La señora Harris no era nada tonta. Ni se le
pasó por la cabeza la idea de llegar a ponerse en público un vestido semejante.
Si sabía algo, era cuál era su sitio. No lo compartía con nadie, y pobre de
quien intentara meterse en él. Su sitio era un mundo de incesantes fatigas,
pero su independencia lo iluminaba. En él no cabían los dispendios ni los
vestidos bonitos.
Pero lo que deseaba ahora era poseer uno, hacerlo de forma física y
femenina; tenerlo colgado en el armario, saber que ahí se quedaba cuando ella
se marchaba, abrir la puerta al volver y ver que la esperaba: algo que
resultaba exquisito al tocarlo, al contemplarlo, al tenerlo. Le parecía que
todo aquello de lo que se había visto desprovista en la vida por culpa de la
pobreza, de las circunstancias en que había nacido y de su clase social podía
compensarse si se convertía en dueña de aquel ejemplo glorioso de elegante moda
femenina. La misma cantidad de dinero enorme e impensable podía verse también
reflejada en una joya, en un único diamante que duraría para siempre. A la
señora Harris no le interesaban los diamantes. El hecho mismo de que un solo
vestido pudiera representar una cantidad tan grande de dinero aumentaba su
carácter deseable y el deseo que le inspiraba. No se le escapaba que el hecho
de que ella lo quisiera no tenía ni pies ni cabeza, pero eso no impedía en
absoluto que así fuera.
El resto de aquel día húmedo, triste y brumoso, le infundieron calor las
imágenes de las creaciones que había visto, y, cuanto más pensaba en ellas, más
crecía el deseo en su interior.
Esa noche, mientras la densa niebla londinense se deshacía en gotas de
lluvia, la señora Harris se acomodó en medio de la agradable calidez de la
cocina de la señora Butterfield para llevar a cabo la importante ceremonia de
rellenar los cupones de la quiniela de fútbol semanal.

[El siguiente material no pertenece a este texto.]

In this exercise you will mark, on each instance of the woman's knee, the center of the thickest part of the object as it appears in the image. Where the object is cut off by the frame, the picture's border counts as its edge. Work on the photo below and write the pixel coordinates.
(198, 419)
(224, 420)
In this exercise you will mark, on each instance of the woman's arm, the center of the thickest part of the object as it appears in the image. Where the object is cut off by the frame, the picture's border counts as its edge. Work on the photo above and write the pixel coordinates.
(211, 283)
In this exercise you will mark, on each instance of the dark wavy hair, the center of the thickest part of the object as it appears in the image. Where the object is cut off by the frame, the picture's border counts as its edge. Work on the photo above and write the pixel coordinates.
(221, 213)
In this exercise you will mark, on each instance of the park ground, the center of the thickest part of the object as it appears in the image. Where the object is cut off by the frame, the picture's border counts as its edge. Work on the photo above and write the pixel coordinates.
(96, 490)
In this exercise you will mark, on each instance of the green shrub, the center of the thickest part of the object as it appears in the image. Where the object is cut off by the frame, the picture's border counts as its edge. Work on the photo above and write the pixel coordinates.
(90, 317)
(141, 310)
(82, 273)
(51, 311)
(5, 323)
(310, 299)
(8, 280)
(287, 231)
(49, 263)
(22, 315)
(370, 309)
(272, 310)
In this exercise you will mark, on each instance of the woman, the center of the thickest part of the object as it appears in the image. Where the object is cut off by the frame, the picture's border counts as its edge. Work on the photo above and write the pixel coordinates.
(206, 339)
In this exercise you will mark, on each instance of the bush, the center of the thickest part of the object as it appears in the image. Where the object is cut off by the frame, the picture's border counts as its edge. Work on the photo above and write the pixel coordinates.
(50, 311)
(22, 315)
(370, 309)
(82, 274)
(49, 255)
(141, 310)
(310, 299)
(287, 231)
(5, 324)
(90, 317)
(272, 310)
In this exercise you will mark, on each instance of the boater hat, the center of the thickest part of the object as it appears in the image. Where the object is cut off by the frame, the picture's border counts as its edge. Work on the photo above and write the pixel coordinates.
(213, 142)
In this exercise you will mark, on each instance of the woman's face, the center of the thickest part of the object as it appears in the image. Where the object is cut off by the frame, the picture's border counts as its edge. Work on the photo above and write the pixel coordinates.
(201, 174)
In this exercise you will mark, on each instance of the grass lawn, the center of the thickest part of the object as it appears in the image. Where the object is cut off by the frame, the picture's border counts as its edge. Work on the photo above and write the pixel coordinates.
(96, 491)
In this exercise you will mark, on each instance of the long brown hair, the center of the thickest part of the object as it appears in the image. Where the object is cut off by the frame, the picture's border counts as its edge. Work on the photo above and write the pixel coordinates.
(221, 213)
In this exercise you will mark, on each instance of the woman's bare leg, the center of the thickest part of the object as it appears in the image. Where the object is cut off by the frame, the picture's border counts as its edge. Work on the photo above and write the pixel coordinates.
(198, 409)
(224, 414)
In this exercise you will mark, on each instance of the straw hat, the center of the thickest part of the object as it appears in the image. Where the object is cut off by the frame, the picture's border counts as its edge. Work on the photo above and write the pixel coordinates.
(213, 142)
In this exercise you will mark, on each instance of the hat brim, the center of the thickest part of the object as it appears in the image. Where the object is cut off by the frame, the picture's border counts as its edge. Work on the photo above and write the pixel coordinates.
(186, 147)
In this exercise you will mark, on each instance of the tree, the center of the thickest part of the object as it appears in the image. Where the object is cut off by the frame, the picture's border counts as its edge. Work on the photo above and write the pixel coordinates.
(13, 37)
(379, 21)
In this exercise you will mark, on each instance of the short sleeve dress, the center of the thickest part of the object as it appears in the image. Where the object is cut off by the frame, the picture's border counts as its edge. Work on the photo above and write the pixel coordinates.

Desde que recordaba, le daba la impresión de que ninguna de las dos
había dejado nunca de dedicarle tres peniques todas las semanas a esa
fascinante lotería nacional. El precio no era caro: la esperanza, la ilusión y
la intriga que podían adquirirse por apenas tres peniques por cabeza. Porque,
cuando el cupón ya se había rellenado y se había echado al buzón de correos,
representaba una opulencia incalculable hasta que llegaban los periódicos con
los resultados y la desilusión, pero nunca se producía una auténtica decepción,
porque la verdad era que no esperaban ganar. En una ocasión, la señora Harris
había logrado un premio de treinta chelines, y a la señora Butterfield le había
tocado el reintegro varias veces, o más bien la posibilidad de jugar gratis la
semana siguiente, pero, evidentemente, nada más. Los fabulosos premios
importantes nunca habían dejado de ser cuentos de hadas llenos de glamour que
alimentaban ambiciones y que de vez en cuando llegaban a salir en los
periódicos.
Como la señora Harris no era aficionada a los deportes ni tenía tiempo
para seguir las vicisitudes de los equipos de fútbol, y como además las
combinaciones y permutaciones posibles se contaban por millones, se había
acostumbrado a elegir recurriendo a la adivinación y a Dios. Había que predecir
los resultados de unos treinta partidos (victoria, derrota o empate), y el
método de la señora consistía en detenerse, con el lápiz preparado, en cada
línea, y esperar a que le llegase un mensaje interior o exterior que le dijese
qué anotar. Le daba la sensación de que la suerte era algo tangible que flotaba
en el aire y que a veces se posaba en grandes cantidades sobre la gente. La
suerte era algo que podía notarse, cogerse, morderse; la suerte podía rodear
completamente a una persona en determinado momento y desaparecer al siguiente.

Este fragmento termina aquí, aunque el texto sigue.